Atafona, no litoral norte do Rio de Janeiro, já viu mais de 500 casas desaparecerem no oceano. A erosão costeira avança e ameaça transformar o bairro em cidade fantasma.
Mar engolindo cidade de Atafona: O cenário é de guerra — mas não entre exércitos, e sim entre o mar e a terra. Em Atafona, distrito de São João da Barra (RJ), a batalha é diária. A erosão costeira já destruiu mais de 60 ruas, 500 casas e transformou um dos balneários mais frequentados dos anos 70 em uma zona crítica de risco geológico. As imagens impressionam: casas desmoronadas, postes elétricos tombados, calçadas que terminam em penhascos e o som constante das ondas derrubando muros.

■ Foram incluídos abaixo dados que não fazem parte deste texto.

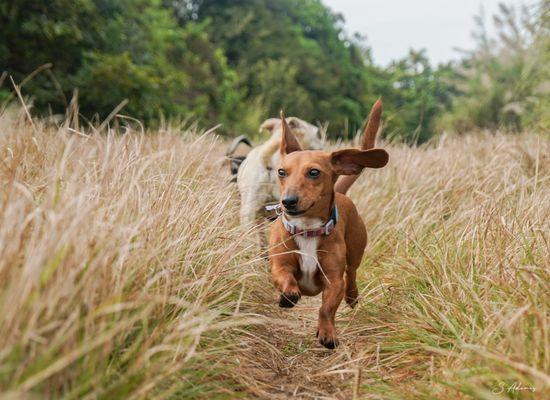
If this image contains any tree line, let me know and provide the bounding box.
[0,0,550,142]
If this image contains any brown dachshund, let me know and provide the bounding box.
[269,100,389,349]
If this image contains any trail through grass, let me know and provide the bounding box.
[0,104,550,399]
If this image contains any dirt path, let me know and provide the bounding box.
[235,285,404,399]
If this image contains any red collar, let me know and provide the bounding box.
[281,204,338,237]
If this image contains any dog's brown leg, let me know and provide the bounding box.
[271,264,302,308]
[317,275,344,349]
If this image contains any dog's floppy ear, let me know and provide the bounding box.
[330,149,389,175]
[281,110,302,156]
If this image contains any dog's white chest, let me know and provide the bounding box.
[294,217,320,291]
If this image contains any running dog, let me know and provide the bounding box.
[269,100,389,349]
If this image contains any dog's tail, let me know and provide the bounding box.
[334,98,382,194]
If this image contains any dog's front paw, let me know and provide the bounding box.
[317,328,339,350]
[279,292,302,308]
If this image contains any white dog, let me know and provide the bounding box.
[237,117,324,224]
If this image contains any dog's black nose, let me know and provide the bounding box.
[281,194,298,210]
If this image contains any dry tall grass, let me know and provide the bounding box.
[0,108,266,399]
[0,104,550,399]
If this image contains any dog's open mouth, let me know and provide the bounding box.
[285,209,307,217]
[282,201,316,217]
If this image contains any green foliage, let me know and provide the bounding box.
[0,0,550,142]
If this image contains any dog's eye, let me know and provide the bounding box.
[307,168,321,178]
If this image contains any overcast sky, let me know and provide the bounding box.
[322,0,525,65]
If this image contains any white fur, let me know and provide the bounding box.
[237,117,323,224]
[289,218,322,292]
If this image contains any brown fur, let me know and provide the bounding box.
[269,102,388,348]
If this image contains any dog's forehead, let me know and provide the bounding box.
[282,150,330,168]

E, segundo os especialistas, o pior ainda pode estar por vir.
Atafona: um balneário engolido pouco a pouco
Localizada na foz do rio Paraíba do Sul, Atafona já foi um ponto turístico de destaque no litoral fluminense. Nos anos 1970 e 1980, a cidade recebia milhares de turistas por temporada. Hoje, o cenário é outro: o oceano avança cerca de 3 metros por ano, segundo estudos da Universidade Federal Fluminense (UFF).
A cada ressaca, novas partes do bairro somem. Ruas inteiras foram engolidas. Casas perderam a fundação e desabaram. Igrejas, hotéis e até escolas ficaram no passado — literalmente, sob o mar.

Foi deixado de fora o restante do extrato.